# Forum Home Renovation Bathrooms  Installing new toilet

## AJ

I am about to replace an old toilet and have bought a new pan collar rubber seal for the waste. I have heard that when installing a new collar it needs to be lubricated before fitting the bowl. What is the best lubricant to use or would water suffice? 
When fitting the bowl do I run a bead of silicone around the bottom of the bowl and prop up the bowl in 4 places with 5mm spaces until the silicone sets. Then remove the spaces once the silicone has set and fill the gap they have left with silicone so that the bowl is actually sitting on a bead of silicone (It is also going to be screwed to the floor). The other option is to screw the bowl to the floor and then run a bead of silicone around the edge to act as a seal which would be the easiest option but is it the best?

----------


## jezz

> when installing a new collar it needs to be lubricated before fitting the bowl. What is the best lubricant to use or would water suffice?
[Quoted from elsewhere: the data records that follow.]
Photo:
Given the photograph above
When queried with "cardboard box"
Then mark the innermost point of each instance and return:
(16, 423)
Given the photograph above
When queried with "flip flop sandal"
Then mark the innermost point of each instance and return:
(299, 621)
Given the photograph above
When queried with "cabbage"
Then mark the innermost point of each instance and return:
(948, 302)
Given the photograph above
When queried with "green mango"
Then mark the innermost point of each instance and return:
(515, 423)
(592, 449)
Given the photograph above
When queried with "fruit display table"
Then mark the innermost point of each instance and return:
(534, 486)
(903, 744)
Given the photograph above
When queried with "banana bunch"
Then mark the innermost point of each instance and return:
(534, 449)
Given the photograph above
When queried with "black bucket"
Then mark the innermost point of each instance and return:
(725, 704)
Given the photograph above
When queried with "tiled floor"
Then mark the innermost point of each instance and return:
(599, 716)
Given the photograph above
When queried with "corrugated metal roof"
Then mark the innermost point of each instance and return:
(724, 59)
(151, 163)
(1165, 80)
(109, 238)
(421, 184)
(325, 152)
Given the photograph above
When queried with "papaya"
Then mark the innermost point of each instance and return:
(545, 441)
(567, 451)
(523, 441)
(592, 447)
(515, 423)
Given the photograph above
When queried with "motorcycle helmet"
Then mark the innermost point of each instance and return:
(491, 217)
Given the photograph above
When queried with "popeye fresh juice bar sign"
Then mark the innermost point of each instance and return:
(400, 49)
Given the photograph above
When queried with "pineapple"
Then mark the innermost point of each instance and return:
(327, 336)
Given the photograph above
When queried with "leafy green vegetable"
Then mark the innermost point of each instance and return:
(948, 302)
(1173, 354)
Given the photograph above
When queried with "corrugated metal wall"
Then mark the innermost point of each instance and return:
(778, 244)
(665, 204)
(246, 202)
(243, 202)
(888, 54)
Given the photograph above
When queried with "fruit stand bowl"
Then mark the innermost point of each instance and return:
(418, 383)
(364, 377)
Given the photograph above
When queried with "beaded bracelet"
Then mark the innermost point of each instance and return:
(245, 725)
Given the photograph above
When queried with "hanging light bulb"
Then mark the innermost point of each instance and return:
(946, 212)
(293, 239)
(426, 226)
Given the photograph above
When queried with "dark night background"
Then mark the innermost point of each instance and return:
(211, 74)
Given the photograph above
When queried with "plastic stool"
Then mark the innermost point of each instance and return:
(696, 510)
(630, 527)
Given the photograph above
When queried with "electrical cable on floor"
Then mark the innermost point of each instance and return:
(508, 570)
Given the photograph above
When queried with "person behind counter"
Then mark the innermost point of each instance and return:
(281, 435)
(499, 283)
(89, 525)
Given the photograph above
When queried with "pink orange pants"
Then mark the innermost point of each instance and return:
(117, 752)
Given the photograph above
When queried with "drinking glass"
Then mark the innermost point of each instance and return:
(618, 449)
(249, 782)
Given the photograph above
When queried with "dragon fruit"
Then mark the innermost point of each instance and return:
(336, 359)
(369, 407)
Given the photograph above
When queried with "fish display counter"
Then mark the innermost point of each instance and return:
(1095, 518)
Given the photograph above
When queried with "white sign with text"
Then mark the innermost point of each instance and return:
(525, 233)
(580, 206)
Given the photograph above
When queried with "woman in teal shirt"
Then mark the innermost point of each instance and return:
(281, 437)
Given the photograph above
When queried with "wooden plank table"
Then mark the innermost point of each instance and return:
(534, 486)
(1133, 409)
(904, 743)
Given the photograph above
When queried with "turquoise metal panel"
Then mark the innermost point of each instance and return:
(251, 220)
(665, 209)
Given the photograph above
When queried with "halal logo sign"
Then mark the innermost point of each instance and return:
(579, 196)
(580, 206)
  Lubrication ensures the seal does not twist or get distorted for a good fitting. Once in place, providing there is no future movement, lube will not be required. 
There is stuff called Grease - not very expensive and takes a long time to dry-out. Then there is water, it dries-out in a few hours. You know what happens to rubber when it's old and dry! 
I'm not quite sure what type of grease the perfectionist would use though - Serious! I myself have some silicon grease, but I don't know if thats much good for stuff other than o-rings in the automotive industry.    

> When fitting the bowl do I run a bead of silicone around the bottom of the bowl and prop up the bowl in 4 places with 5mm spaces until the silicone sets. Then remove the spaces once the silicone has set and fill the gap they have left with silicone so that the bowl is actually sitting on a bead of silicone (It is also going to be screwed to the floor).

  I'm no expert here, but running a bead, then it drys may cause you to not have a level pan. Best to silicon it with enough to do the job at the time of screwing down, then you wipe excess silicon away with finger or damp rag. Don't injest the stuff through your skin, it is poisonous, so have a bowl of water or wet rag to wet your finger if you use your finger to remove excess.

----------


## GeoffW1

Hi, 
Hope the proper plumbers here can give you a word of wisdom, but... a bit of silicon spray or grease should be OK on that rubber seal. 
I have it from a plumber, that did 2 dunnies for us, that most are now just fixed to a nylon bracket on the inside, which has in turn been screwed to the floor. This means the screw fixing holes in the sides of the pan, low down, are horizontal.  
Then a bead of silicon sealant, white or clear, is run round the pan base when in place. 
This means the pan is easy to remove if there are leaks. All this applies especially to the back-to-wall type of toilet. 
Cheers

----------


## Haveago1

I have installed 2 P traps toilets in our place. They had provision for screw down but I just used a thick bead of bathroom scilicon sealant to hold them in place..also makes levelling a lot easier... 
I used Vaseline to lube the seal, as was said, once its in place the lube had done its job..

----------


## GeoffW1

> I have installed 2 P traps toilets in our place. They had provision for screw down but I just used a thick bead of bathroom scilicon sealant to hold them in place..also makes levelling a lot easier... 
> I used Vaseline to lube the seal, as was said, once its in place the lube had done its job..

  Hi, 
Vaseline is petroleum jelly, and will rot some types of rubber, but I don't know if the dunnie collar rubbers are like that. 
Cheers

----------


## murray44

I generally use a few drops of liquid soap or wash up liquid to lube rubber gaskets, o-rings etc. I've heard horror stories about using that sort of stuff i.e. rots the rubber etc but have never had any probs myself.

----------


## lloyd the void

I did the same thing to my dunny as Haveago and all seems fine.  Although i'm waiting for the 120 keg sister-in-law  :Yikes2: to give it burl before i start to relax.

----------


## AJ

Thanks for the advise everyone. I ran a bead of silicone under base of bowl before installing and sprayed some silicone spray on the seal before installing and it all worked out really well. Bolting pan to floor was no problem as I remembered the old rule: measure three times before drilling holes to make sure it is right. 
Thanks all  :Blush7:

----------


## GeoffW1

> I did the same thing to my dunny as Haveago and all seems fine. Although i'm waiting for the 120 keg sister-in-law to give it burl before i start to relax.

   :Laughing1:  :Rofl:  :Smack:  
How are you going to pose the question when she comes out?   :Upset:

----------


## lloyd the void

Might just hold my breath and sneak in after she's given it a working over to see what the damage is. Hopefully everything is still in one piece  :2thumbsup:

----------